尹孝功说,1953年尹伯明拿一坛“长发升”的杂粮酒给当时的宜宾行署专员李鹏喝。这种五种粮食混合的酒在几家作坊里都有,但一般为家酿或馈赠亲友。李鹏解放前就听说过这种酒,指示:“这酒确实很好,要保留,不要整绝了。”当时尹伯明已在统战部工作,推荐“利川永”的邓子均出山。当时邓子均年纪大了,李鹏专门给他配了黄包车,他走哪儿跟到哪儿,开出每月100块的工资。公私合营后邓子均提供了后来的“五粮液”配方,明代老窖得以延续。

附:五粮液 素有“三杯下肚浑身爽,一滴沾唇满口香”的赞誉。向有“名酒之乡”美称的四川省宜宾市,是宜宾五粮酒的故乡。1928年,“利川永”烤酒作坊老板邓子均,又采用红高粱、大米、糯米、麦子、玉米五种粮食为原料,酿造出了香味纯浓的“杂粮酒”,送给当地团练局文书杨惠泉品尝,他认为此酒色、香、味均佳,又是用五种粮食酿造而成,使人闻名领味。五粮液集团有限公司位于“万里长江第一城”——中国西南腹地的四川省宜宾市北面的岷江之滨。其前由50年代初几家古传酿酒作坊联合组建而成的“中国专卖公司四川省宜宾酒厂”,1959年正式命名为“宜宾五粮液酒厂”,1998年改制为“五粮液集团有限公司”。这也是第一届酒评会五粮液没有参选的原因,当时还没有成立。

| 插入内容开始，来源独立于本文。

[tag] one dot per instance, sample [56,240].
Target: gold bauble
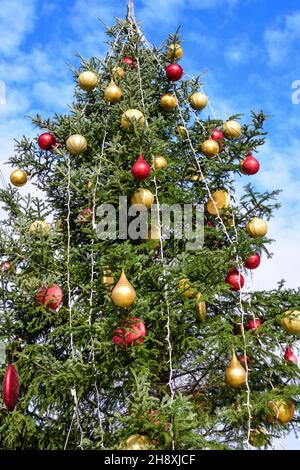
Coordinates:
[291,322]
[232,129]
[143,196]
[200,309]
[257,228]
[119,71]
[185,289]
[18,178]
[39,229]
[112,93]
[160,163]
[123,294]
[131,117]
[136,442]
[220,200]
[210,148]
[235,373]
[76,144]
[174,51]
[281,411]
[168,102]
[198,101]
[88,80]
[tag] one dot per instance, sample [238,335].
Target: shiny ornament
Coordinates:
[46,141]
[281,411]
[137,442]
[210,148]
[174,51]
[235,373]
[290,356]
[250,166]
[174,72]
[113,93]
[18,178]
[143,196]
[220,200]
[235,279]
[51,297]
[168,102]
[88,80]
[253,261]
[291,322]
[11,387]
[200,309]
[198,101]
[253,324]
[232,129]
[217,135]
[185,289]
[123,294]
[131,63]
[39,229]
[141,169]
[130,333]
[76,144]
[257,228]
[131,117]
[160,163]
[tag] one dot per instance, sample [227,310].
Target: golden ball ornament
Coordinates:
[137,442]
[18,178]
[232,129]
[200,309]
[235,373]
[220,200]
[143,196]
[291,322]
[198,101]
[257,228]
[174,52]
[210,148]
[39,229]
[281,411]
[160,163]
[131,117]
[76,144]
[113,93]
[168,102]
[123,294]
[88,81]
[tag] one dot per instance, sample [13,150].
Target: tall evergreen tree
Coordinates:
[99,369]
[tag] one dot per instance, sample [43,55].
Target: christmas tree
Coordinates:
[119,342]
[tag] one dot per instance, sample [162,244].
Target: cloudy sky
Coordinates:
[248,48]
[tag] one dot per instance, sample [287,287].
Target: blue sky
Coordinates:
[249,49]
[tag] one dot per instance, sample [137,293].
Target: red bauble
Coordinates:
[131,63]
[253,261]
[254,324]
[174,72]
[51,297]
[132,332]
[250,166]
[290,356]
[46,141]
[11,387]
[217,135]
[235,279]
[141,169]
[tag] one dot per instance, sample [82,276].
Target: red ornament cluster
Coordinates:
[141,169]
[11,387]
[51,297]
[132,332]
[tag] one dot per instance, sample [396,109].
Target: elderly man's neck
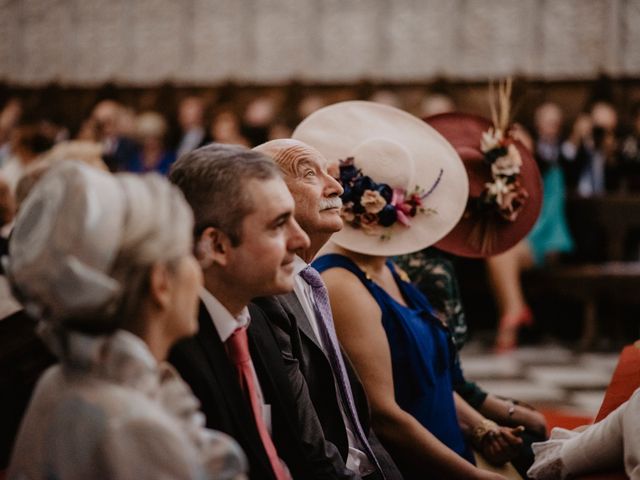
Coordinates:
[318,240]
[230,296]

五粮液在江北厂区拥有2万多口窖池,而许多窖池也是利用老窖的窖泥,采用现代微生物技术,经科学配方培育而成的人工老窖,但与老窖酿出的酒仍有很大差别。现有的9个老窖酿的酒,80%都作为五粮液陈酿年份酒的基础酒储存起来,成为年份酒与调味酒的源泉。而能生产调味酒的,只有“长发升”、“利川永”这两个明代古窖。分管五粮液城区车间的副主任何渝提供了一个数字:“城区老窖的一级酒率是40%左右,也就是五粮液原度酒。你知道所有窖池产出五粮液的比率吗?只有二十分之一。”

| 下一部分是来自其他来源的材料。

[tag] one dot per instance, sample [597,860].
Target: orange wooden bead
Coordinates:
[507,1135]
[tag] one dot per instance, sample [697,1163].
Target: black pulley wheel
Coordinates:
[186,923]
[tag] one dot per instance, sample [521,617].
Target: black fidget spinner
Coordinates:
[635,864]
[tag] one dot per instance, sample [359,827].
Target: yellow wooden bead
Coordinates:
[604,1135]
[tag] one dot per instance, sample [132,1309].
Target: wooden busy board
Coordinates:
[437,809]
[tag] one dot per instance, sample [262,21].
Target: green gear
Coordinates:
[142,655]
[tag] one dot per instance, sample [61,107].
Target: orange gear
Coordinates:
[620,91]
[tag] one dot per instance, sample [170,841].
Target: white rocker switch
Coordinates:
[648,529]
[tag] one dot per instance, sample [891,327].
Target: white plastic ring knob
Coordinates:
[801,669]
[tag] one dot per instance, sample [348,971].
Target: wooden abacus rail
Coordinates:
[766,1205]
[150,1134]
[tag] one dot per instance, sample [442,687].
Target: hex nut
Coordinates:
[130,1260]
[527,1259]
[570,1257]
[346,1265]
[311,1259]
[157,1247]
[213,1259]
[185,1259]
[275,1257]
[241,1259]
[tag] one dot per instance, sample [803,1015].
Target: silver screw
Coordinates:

在“长发升”弥漫着浓浓酒糟味的100多平方米空间内,酿酒工艺的大部分环节仍无法用机械替代,主要依靠工人传统的手工操作。

开杂粮酒之先的“陈氏秘方”记载,“饭米(大米)酒米(糯米)各半成,荞子成半黍(玉米)半成,川南红粱凑足数,地窖发酵天锅蒸。”。在此基础上,1960年,五粮液选用玉米替代了黄米,用小麦替换了荞麦,又经多次配料实验,对五种粮食的配比做了精细的调整,终于形成五粮液的现代原料配方:高粱36%,大米22%,糯米18%,小麦16%,玉米8%。如今,“此方传子不传女,儿孙务必深藏之”的粮食配比早已不再是什么秘密,因为最终配比还要根据季节、气温等进行微调,这才是更考验酿酒技艺的地方。

5种粮食经过严格的物理和化学检验分析后,接着是储存、粉碎、配料、蒸料、摊凉,之后进入酿造。在尹孝功眼里,这套工艺基本未变,只是原来用马拉磨,现在都是机器磨制好了的;粮食不再直接堆在地上摊凉,而是借用鼓风机。

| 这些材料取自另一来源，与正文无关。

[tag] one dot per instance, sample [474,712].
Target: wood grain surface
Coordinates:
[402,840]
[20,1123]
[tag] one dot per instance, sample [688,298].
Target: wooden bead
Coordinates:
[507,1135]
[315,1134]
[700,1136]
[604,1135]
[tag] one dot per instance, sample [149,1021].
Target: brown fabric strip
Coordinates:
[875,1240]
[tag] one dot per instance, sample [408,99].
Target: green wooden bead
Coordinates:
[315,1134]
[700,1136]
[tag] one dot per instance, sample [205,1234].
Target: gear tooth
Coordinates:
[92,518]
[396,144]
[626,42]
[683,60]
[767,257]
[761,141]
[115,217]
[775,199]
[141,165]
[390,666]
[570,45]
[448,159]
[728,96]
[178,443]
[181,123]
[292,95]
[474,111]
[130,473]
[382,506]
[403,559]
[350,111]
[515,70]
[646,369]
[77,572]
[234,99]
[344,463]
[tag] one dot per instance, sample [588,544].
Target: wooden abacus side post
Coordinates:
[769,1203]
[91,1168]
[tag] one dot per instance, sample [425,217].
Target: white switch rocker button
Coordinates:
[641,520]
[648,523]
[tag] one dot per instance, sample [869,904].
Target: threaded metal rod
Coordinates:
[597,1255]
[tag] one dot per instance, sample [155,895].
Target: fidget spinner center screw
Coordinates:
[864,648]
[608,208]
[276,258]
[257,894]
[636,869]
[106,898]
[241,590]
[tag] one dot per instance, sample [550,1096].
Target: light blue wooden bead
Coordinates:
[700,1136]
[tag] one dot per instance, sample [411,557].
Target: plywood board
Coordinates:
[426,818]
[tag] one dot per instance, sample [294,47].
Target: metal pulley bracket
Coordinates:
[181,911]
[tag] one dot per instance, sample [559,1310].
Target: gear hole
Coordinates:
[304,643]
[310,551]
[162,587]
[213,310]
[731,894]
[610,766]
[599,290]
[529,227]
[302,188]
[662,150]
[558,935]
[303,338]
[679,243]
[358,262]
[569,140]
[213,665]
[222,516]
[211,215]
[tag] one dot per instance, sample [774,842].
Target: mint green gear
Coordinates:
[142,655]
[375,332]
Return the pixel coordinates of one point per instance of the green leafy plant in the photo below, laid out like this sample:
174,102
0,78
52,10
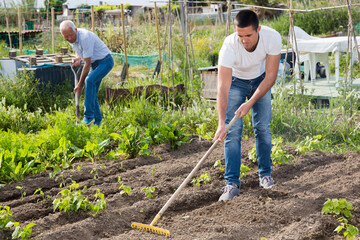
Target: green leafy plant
218,165
278,154
204,178
71,199
338,207
42,195
22,194
350,231
131,142
100,203
92,150
341,207
6,220
173,134
23,233
244,170
308,144
125,190
148,192
252,154
154,133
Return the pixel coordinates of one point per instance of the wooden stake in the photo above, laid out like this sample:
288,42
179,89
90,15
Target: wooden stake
12,53
58,59
92,19
20,31
64,50
53,29
124,35
7,24
39,52
48,26
32,60
157,31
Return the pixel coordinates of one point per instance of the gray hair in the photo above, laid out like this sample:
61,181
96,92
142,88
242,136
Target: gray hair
67,24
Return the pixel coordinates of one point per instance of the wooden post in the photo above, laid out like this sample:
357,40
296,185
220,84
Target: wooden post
353,31
124,35
92,19
39,52
53,29
157,31
167,21
48,26
20,31
12,53
32,60
7,24
58,59
186,55
64,50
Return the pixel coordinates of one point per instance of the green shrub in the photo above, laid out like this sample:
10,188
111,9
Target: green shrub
317,22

在“利川永”旧址的顺字组任组长的聂恩良1981年进厂,如今已是经验丰富的老技师了。他说,最能考验酿酒师技术的,就是摘酒,一般要工作10年左右才能做这个工作。蒸馏的酒液从冷凝器的管子里出来了,照行话说,“牛尾巴”出酒了,聂恩良就在接酒的坛子上搭一块布,看酒花。开头的1斤酒是不要的,这叫“掐头”;接着“酒身”就出来了,一开始是“滚头花”,花大,均匀,并能保持一段时间,这是“一级酒”,也是最终形成为五粮液的那部分;后来酒花变小了,先是“铺花”,花小,散得慢,换坛另装为“二级酒”;接着酒花变成了“细花”,细花中还夹杂着一点大花,“三级酒”;细花没有了,聂恩良开始专注起来,起了“口水泡泡”,这便是“尾酒”。他果断地“去尾”,另外盛放,在下一甑酿酒时倒在底锅里,或者拿来养护窖池,或者用来培养新的窖泥。

最后的味道要看勾兑师的功底了。勾兑师是名副其实的百里挑一,现在五粮液3万员工,勾兑师只有30多人。雷钧是1985年进厂的第三批勾兑师,如今已是全国评委。她安安静静地坐在一边,说话柔和但坚定,与酒厂豪放直爽的风格迥然不同。因为要靠鼻子和舌头工作,她们不能吃辣、香、烫、甜,不能用任何化妆品,有一点香气的滋润霜都不行。她拿出平日用的润唇膏,果然无色、无味。他们确实是酒厂特殊的群体。她说,厂里给她们一人一套山上的别墅,一辆“马六”,不再为生计奔波劳碌,在大观园一样的勾兑庭院里一心尝酒,下班时总是醉醺醺的。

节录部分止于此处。